Para hacer notar que los gobiernos, funcionarios e instituciones son conscientes de este objetivo se usa el color naranja, que además de visibilizar la problemática que padecen todas las mujeres y niñas, simboliza el compromiso por lograr el anhelo de vivir una vida libre de violencias machistas.

La lucha por erradicar las violencias contra las niñas y mujeres ha ido creciendo y poco a poco (muy poco para ser sinceros) algunos hombres han tomado conciencia y si bien no visten de naranja cada día 25 se han ido deconstruyendo, que es lo importante.

El color naranja no es sólo el tinte de una prenda, un moño o el tono con el que se ilumina un edificio, es una causa y tiene un objetivo justo, que al igual que otros movimientos sociales, cuando uno no se siente identificado está de más usar una prenda naranja, porque solo se trivializa y su verdadero significado se desvanece.

Hacer conciencia de que todos los hombres de alguna manera ejercemos un tipo de violencia contra las mujeres es un proceso personal que requiere de valentía, sensibilidad e interés.

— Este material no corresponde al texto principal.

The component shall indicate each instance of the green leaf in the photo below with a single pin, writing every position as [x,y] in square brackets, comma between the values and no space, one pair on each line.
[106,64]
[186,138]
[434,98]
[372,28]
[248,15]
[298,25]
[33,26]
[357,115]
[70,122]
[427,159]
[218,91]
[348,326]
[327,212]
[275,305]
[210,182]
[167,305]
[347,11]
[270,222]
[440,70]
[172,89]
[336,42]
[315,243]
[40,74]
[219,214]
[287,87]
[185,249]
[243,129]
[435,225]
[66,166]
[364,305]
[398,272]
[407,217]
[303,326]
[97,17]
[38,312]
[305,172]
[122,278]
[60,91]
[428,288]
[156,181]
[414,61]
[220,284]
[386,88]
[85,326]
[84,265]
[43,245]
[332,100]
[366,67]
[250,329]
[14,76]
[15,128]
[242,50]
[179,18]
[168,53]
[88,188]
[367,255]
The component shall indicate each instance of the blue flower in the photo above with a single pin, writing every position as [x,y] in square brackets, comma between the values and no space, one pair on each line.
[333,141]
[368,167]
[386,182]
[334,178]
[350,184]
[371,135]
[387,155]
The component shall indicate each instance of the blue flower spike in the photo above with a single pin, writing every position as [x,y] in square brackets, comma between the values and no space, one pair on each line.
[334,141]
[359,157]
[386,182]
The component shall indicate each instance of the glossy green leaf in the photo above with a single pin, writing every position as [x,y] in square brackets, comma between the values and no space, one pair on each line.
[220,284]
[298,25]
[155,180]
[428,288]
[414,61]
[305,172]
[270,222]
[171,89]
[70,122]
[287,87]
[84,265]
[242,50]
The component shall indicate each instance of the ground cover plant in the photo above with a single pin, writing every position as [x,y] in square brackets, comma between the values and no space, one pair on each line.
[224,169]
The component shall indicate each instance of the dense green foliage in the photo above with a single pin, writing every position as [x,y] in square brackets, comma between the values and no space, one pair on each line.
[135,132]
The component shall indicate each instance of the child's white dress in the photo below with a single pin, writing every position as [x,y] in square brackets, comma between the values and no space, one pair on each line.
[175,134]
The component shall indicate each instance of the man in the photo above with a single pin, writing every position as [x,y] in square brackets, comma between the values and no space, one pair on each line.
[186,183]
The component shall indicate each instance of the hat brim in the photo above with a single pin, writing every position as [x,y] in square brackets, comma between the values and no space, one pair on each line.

Valentía para enfrentar a otros hombres cuando censuran, ofenden, cosifican, pasan el “pack”, violan y matan a la mujeres; valentía porque el machismo es peligroso hasta para uno. Sensibilidad para entender que nacer hombre es un privilegio que nos evita padecer situaciones normalizadas e invisibilizadas, sensibilidad para cuestionarnos y entender en qué punto y de qué manera transgredimos los derechos una mujer. Y finalmente interés, para ayudar a quitar los techos de cristal, aceptar a la mujer como un igual, codo a codo crecer, impulsar y juntos ayudar a evitar trivializar el naranja.